Dienstag, 30. Oktober 2007

Lächerlich

Das Rauchverbot mobilisiert die Massen in Frankfurt: Gestern habe ich schon die zweite Demo für Qualmfreiheit durch die Straßen ziehen sehen. Es war der erbärmlichste Haufen Demonstranten seit der elftausendsten Anti-Hartz-IV-Veranstaltung. Etwa 100 Eckkneipenbodensatzbewohner grölten reichlich schief "In uns'rer Kneipe am Ende der Straße" durch Sachsenhausen und hielten DIN-A-4-Zettel mit kryptischen Botschaften in Times New Roman Größe 10 hoch. Das wird Herrn Koch mächtig beeindruckt haben. Wenn die deutsche Protestkultur so weiter macht, dürften Demos demnächst wegen Lächerlichkeit verboten werden.

Dabei gibt's schlimmeres als ein Rauchverbot: Gestern ist in Norwegen ein Hubschrauber mit drei Männern an Bord abgestürzt - und zwar auf einen parkenden Tanklastzug. Was geht einem wohl durch den Kopf, wenn sowas passiert? Man schmiert gerade ab, und dann sieht man, dass man in einem Land mit einer Bevölkerungsdichte von 13,2 Einwohnern pro Quadratkilometer ausgerechnet auf einen Tanklastzug mit schätzungsweise 20.000 Benzin an Bord fällt - und das auch noch an einem Montag! ich glaube, ich müsste lachen.

Ach ja, es nichts passiert. Keine Explosion, keine Toten. Das Leben ist ein Witz, bei dem jemand die Pointe versaut hat.

Montag, 22. Oktober 2007

Psst, ich bin Superman

Diese Kontaktlinsen sind Teufelszeug. Man hat das Gefühl - jedenfalls wenn man sonst so blind ist wie ich - plötzlich mit den eigenen Augen so gut zu sehen wie niemand sonst. Als hätte man Superkräfte und könnte kilometerweit sehen, wenn man sie trägt. Und so laufe ich durch die Straßen und starre Leute an, weil mir irgendwas einflüstert, dass ich zwar sie, sie aber nicht mich erkennen können, weil ich noch viel zu weit weg bin.

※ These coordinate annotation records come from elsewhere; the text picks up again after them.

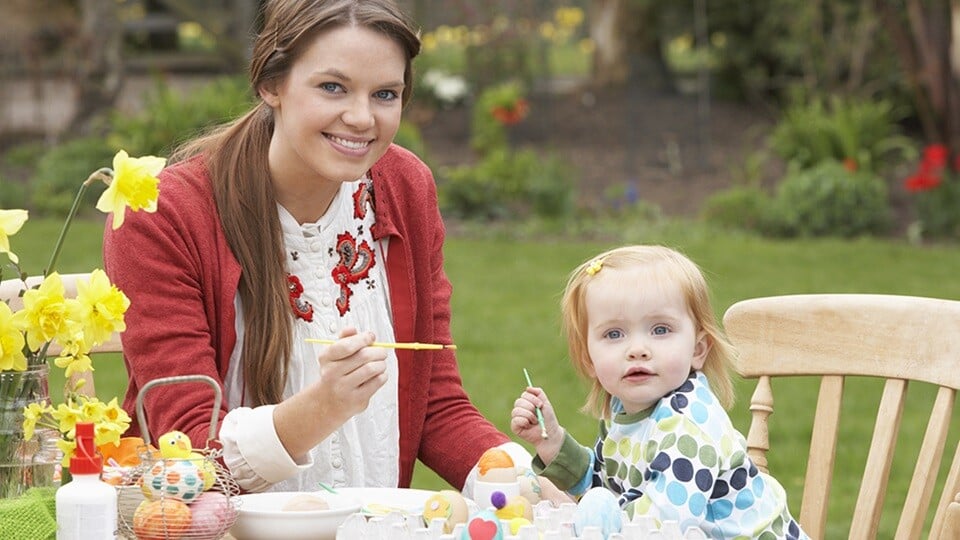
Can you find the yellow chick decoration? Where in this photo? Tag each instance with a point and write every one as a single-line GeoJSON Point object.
{"type": "Point", "coordinates": [176, 444]}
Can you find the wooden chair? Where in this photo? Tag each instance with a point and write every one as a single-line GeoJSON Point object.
{"type": "Point", "coordinates": [836, 336]}
{"type": "Point", "coordinates": [10, 290]}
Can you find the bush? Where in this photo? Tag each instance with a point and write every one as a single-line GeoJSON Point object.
{"type": "Point", "coordinates": [63, 168]}
{"type": "Point", "coordinates": [831, 200]}
{"type": "Point", "coordinates": [169, 117]}
{"type": "Point", "coordinates": [865, 133]}
{"type": "Point", "coordinates": [508, 185]}
{"type": "Point", "coordinates": [409, 137]}
{"type": "Point", "coordinates": [741, 207]}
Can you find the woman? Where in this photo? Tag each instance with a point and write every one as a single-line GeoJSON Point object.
{"type": "Point", "coordinates": [301, 220]}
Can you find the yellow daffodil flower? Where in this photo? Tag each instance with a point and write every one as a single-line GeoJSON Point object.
{"type": "Point", "coordinates": [135, 185]}
{"type": "Point", "coordinates": [67, 415]}
{"type": "Point", "coordinates": [102, 306]}
{"type": "Point", "coordinates": [44, 313]}
{"type": "Point", "coordinates": [10, 223]}
{"type": "Point", "coordinates": [11, 342]}
{"type": "Point", "coordinates": [72, 364]}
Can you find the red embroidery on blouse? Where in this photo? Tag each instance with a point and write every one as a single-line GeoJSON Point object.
{"type": "Point", "coordinates": [301, 308]}
{"type": "Point", "coordinates": [355, 264]}
{"type": "Point", "coordinates": [362, 197]}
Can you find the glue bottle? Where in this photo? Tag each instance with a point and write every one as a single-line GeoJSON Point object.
{"type": "Point", "coordinates": [86, 506]}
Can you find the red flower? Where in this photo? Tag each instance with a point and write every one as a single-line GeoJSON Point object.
{"type": "Point", "coordinates": [935, 156]}
{"type": "Point", "coordinates": [922, 182]}
{"type": "Point", "coordinates": [930, 171]}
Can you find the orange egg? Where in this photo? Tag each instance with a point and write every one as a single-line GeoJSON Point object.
{"type": "Point", "coordinates": [163, 519]}
{"type": "Point", "coordinates": [494, 458]}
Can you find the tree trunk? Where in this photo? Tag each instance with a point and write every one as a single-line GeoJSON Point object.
{"type": "Point", "coordinates": [99, 72]}
{"type": "Point", "coordinates": [626, 39]}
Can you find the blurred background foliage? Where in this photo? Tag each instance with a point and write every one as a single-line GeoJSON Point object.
{"type": "Point", "coordinates": [862, 83]}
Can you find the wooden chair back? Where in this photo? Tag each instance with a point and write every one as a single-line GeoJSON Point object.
{"type": "Point", "coordinates": [10, 292]}
{"type": "Point", "coordinates": [835, 336]}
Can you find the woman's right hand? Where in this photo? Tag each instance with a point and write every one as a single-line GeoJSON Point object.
{"type": "Point", "coordinates": [350, 373]}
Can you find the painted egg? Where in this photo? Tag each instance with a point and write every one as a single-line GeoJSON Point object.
{"type": "Point", "coordinates": [515, 507]}
{"type": "Point", "coordinates": [495, 458]}
{"type": "Point", "coordinates": [448, 505]}
{"type": "Point", "coordinates": [211, 516]}
{"type": "Point", "coordinates": [172, 478]}
{"type": "Point", "coordinates": [530, 486]}
{"type": "Point", "coordinates": [598, 508]}
{"type": "Point", "coordinates": [499, 475]}
{"type": "Point", "coordinates": [161, 520]}
{"type": "Point", "coordinates": [484, 525]}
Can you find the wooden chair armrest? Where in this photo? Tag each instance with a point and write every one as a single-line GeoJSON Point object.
{"type": "Point", "coordinates": [951, 520]}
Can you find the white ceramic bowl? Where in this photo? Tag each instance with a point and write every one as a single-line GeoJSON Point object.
{"type": "Point", "coordinates": [262, 518]}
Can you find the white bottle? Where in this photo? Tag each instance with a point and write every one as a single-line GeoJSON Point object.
{"type": "Point", "coordinates": [86, 506]}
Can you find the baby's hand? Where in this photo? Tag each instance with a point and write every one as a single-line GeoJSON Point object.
{"type": "Point", "coordinates": [525, 423]}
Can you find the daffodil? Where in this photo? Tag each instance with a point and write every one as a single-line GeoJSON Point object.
{"type": "Point", "coordinates": [73, 364]}
{"type": "Point", "coordinates": [44, 313]}
{"type": "Point", "coordinates": [102, 306]}
{"type": "Point", "coordinates": [10, 223]}
{"type": "Point", "coordinates": [67, 416]}
{"type": "Point", "coordinates": [11, 342]}
{"type": "Point", "coordinates": [134, 185]}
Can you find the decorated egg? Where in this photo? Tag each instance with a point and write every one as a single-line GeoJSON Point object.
{"type": "Point", "coordinates": [496, 466]}
{"type": "Point", "coordinates": [598, 508]}
{"type": "Point", "coordinates": [514, 507]}
{"type": "Point", "coordinates": [211, 516]}
{"type": "Point", "coordinates": [164, 519]}
{"type": "Point", "coordinates": [172, 478]}
{"type": "Point", "coordinates": [530, 486]}
{"type": "Point", "coordinates": [448, 505]}
{"type": "Point", "coordinates": [484, 525]}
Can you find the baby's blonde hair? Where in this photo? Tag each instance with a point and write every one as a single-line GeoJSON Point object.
{"type": "Point", "coordinates": [664, 264]}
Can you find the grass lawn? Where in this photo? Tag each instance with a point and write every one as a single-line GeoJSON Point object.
{"type": "Point", "coordinates": [506, 317]}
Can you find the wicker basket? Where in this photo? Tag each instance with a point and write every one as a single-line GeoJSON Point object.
{"type": "Point", "coordinates": [175, 498]}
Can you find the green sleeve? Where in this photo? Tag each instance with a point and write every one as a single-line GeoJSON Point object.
{"type": "Point", "coordinates": [570, 465]}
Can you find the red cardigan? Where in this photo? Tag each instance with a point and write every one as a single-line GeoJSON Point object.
{"type": "Point", "coordinates": [181, 278]}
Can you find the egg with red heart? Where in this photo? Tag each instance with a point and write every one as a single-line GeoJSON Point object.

Es wird wohl noch eine Weile oder ein "Was glotzt du so, du Arsch?" brauchen, bis ich wirklich verstehe, dass alle anderen auch gut sehen. Einfach, weil sie ganz normal gucken können. Oder weil sie auch Supermans Kontaktlinsen tragen.

Sonntag, 7. Oktober 2007

Sehr geehrter Herr Mehdorn!

Soeben hatte ich eine Mitfahrgelegenheitsmitfahrt von Köln nach Frankfurt, die ich Ihnen nicht vorenthalten möchte. Mit mir im Opel Corsa saßen Sebastian, Stefan und Tina.

Stefan macht ein Praktikum bei den Wirtschaftsprüfern von PriceWaterhouseCoopers, weshalb er auch Michael kennt. Denn Michael macht nicht nur das gleiche Praktikum und sitzt am Schreibtisch gegenüber, sondern ist schon zwei Mal mit mir von FFM nach Köln gefahren. Wir drei kennen auch alle den John, der ebenfalls ständig pendelt und jeden von uns schon mal mitgenommen hat.

Sebastian macht exakt das, was ich auch gerade in FFM versuche: Beruflich hier einsteigen, einen langsamen Übergang vom Rhein an den Main schaffen und irgendwie nette Leute kennen lernen. Er macht das seit ein paar Monaten und ist dabei durchaus erfolgreich, was mir irgendwie Mut macht.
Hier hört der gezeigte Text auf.